Microsoft, how the hell could you have let this happen? Putting aside the pros and cons of launching exclusively on one carrier in the U.S. (less availability, but usually a bigger marketing push), you’re snubbing the $199 Microsoft Band less than a week after launch.
Oh, and don’t think that AT&T somehow managed to pull this off on its own. “This is a promotion we are offering together,” a Microsoft spokesperson confirmed with VentureBeat.
To add insult to injury, Microsoft’s own blog post announcing the news talks about the Fitbit before describing the Lumia 830. Seriously?
The Fitbit Flex is a wristband that tracks activities such as tracks steps taken, distance traveled, calories burned, active minutes and sleep. You’ll be able to wirelessly sync and view your data from your Fitbit Flex with the Fitbit app which is available for free from the Windows Phone Store. The most recent update to the Fitbit app brings Cortana integration – allowing you log what you’ve eaten or create silent alarms.
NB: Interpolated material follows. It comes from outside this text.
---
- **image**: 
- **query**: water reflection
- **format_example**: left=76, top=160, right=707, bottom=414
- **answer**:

The Lumia 830 is the thinnest Lumia smartphone to-date with a design that blends metal and polycarbonate for a slim and sleek look. It comes with a beautiful 5-inch HD (720p) display and a 10-megapixel PureView camera. It also comes with Lumia Denim. You can also expand the storage capacity of the Lumia 830 with up to 128GB with a microSD card. And the Lumia 830 also supports wireless charging!
To be fair, Microsoft Band supplies are likely very constrained right now, so offering the wearable for an additional $100 instead of the Fitbit for free probably wouldn’t have been possible. Nevertheless, that doesn’t mean this deal should have been approved.
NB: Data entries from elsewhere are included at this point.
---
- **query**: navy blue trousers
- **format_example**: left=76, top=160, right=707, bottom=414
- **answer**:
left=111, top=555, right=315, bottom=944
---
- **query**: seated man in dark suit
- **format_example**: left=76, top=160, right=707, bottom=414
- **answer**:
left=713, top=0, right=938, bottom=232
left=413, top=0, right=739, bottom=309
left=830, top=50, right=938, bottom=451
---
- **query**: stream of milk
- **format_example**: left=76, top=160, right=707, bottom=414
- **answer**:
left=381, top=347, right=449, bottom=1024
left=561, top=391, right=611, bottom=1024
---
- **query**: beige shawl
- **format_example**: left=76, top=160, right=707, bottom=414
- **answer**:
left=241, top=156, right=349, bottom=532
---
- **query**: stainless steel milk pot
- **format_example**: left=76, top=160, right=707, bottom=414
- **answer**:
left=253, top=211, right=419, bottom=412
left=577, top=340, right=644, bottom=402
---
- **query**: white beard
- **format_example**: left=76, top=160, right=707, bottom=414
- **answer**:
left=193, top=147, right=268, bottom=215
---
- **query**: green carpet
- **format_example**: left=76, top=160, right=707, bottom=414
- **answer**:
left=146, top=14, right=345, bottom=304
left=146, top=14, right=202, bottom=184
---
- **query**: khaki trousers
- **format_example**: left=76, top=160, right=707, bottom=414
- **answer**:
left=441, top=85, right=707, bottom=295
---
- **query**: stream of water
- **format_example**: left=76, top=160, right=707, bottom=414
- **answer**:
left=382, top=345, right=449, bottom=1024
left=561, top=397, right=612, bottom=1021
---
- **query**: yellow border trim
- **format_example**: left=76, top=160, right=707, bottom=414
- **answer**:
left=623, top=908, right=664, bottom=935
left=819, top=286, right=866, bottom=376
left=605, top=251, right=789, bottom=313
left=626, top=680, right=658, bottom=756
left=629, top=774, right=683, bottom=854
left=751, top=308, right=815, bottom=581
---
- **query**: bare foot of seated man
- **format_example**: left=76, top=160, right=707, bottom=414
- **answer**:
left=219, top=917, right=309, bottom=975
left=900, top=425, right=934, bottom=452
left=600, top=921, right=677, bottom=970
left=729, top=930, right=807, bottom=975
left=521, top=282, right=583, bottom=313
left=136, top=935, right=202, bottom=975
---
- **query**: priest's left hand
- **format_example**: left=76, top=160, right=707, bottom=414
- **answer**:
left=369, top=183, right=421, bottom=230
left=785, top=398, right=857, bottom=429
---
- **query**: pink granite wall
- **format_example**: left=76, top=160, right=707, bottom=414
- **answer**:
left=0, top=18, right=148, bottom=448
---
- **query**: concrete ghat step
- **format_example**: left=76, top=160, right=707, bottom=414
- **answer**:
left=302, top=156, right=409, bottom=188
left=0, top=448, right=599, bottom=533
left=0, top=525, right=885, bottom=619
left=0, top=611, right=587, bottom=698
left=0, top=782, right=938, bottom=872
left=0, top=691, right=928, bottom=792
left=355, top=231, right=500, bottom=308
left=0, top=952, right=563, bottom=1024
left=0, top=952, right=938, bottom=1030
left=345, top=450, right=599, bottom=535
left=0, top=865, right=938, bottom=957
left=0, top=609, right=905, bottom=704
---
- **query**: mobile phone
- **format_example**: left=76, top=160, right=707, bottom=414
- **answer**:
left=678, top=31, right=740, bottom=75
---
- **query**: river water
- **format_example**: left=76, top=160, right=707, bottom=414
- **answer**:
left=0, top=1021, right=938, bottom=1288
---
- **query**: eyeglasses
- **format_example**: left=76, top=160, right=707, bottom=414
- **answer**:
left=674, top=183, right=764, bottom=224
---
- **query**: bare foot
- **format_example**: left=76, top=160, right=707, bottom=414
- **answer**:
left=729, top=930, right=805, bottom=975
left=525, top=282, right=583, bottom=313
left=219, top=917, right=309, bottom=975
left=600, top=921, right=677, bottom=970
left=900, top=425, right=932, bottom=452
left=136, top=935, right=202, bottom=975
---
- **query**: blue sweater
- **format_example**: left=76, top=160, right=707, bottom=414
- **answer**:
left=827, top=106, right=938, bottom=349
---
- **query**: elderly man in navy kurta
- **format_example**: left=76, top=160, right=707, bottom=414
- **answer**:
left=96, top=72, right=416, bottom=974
The Microsoft Band competes directly with the Fitbit. Indeed, on launch day Microsoft started targeting potential Fitbit buyers with Microsoft Band ads on both Google and Bing (hat tip to Brad Sams and Denis Jelec):
This is a prime example of a corporation so big, its different teams are pulling in different directions. We understand Microsoft needs to brainstorm new ideas to boost Lumia sales, especially given the recent rebranding, but this is sending the wrong message.